For those of you who don't remember me or haven't met, I was active for a little while, then started lurking, posting every once in a while. I am 36 my husband is 34. We married 18 months ago and almost started trying right away.
I looked into an RE after 6 months of temping and charting. I was told that to even see her that it would be over 1000 with my insurance. We can't afford that at all. So we are just on a let's do this until it works kinda thing. I really wish I could go and find out what is wrong but it isn't in the cards. We are trying to pay off our debts so we can start to save something for this but by the best records and no extras we will not be able to start any kind of treatment for four years. I will be 40 then. So we looked into adopting just to check on the cost and we are running into the same problem. This leads to the problem with feeling selfish. I have been told that I would make a great mother and have a great time working with a youth group that I am an adviser for. I want to have a family. I have always wanted a big family. I have always wanted to be a stay at home mom, taking care of my family. Now debt is keeping me from that dream and I am feeling like it is selfish of me to want a kid when I still owe money. I am not as young as I use to be and I can't really do two jobs anymore with out it straining my marriage. But I still want to have the family.

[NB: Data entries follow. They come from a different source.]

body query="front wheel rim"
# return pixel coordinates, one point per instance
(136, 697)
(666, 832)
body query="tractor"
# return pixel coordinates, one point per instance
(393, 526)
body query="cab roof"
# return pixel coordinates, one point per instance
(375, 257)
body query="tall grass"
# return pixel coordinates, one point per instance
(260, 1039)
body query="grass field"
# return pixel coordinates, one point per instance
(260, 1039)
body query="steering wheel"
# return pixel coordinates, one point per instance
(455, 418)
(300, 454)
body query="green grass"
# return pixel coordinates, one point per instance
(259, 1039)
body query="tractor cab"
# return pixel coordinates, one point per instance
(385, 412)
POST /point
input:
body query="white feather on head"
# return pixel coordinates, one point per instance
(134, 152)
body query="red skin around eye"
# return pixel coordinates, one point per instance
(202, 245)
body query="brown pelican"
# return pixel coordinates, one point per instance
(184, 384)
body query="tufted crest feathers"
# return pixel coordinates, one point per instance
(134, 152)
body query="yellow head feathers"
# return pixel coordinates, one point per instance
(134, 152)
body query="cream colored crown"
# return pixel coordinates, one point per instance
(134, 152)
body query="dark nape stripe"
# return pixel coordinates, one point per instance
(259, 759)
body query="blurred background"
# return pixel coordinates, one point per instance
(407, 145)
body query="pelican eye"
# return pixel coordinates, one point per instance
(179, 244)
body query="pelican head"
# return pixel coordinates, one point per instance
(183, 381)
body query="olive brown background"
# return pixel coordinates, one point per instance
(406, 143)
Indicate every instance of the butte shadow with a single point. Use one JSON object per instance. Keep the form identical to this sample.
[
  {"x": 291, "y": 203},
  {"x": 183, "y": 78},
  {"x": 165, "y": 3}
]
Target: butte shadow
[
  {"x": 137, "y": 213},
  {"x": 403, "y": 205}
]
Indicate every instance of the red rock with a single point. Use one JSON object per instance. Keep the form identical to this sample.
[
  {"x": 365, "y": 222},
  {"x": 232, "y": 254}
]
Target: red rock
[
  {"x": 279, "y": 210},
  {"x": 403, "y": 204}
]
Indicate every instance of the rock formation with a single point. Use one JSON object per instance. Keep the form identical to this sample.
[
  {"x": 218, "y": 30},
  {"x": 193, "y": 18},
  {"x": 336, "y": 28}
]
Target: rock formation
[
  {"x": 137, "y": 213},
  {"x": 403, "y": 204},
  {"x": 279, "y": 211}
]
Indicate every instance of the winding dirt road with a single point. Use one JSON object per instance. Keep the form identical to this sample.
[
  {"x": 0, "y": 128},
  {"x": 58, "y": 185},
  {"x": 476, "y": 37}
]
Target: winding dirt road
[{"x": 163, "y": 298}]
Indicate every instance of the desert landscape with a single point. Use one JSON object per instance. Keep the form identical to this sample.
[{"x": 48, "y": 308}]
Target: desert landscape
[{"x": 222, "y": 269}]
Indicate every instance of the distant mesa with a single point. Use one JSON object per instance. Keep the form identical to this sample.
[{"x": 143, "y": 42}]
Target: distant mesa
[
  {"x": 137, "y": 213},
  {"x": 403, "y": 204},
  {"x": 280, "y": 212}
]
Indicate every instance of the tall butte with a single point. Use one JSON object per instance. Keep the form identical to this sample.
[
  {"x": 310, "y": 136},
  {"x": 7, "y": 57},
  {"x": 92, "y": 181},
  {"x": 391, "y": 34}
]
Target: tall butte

This leads me to pissed off. I have been having to keep from yelling at things like TV's and Radios or random people on the street when I am reminded how unfair things seem to be. I know that everyone has it hard and that I am not the only one that this applies to but it still sucks, that I did everything in the manner that I was told to do it and now I am screwed. I waited until I was in a healthy relationship to discuss marriage. I waited until I was married to try to have a kid. I worked my way through school, but had to stop when I couldn't afford it any more. I lived on my own instead of living off my parents like so many others my age. I didn't have kids out of wedlock like so many my age. I am on my first marriage. I did things right and now I get to deal with the side effects.
Today is just not my day. Thank you for anyone who read all the way through. Sorry if it seems like I am whining.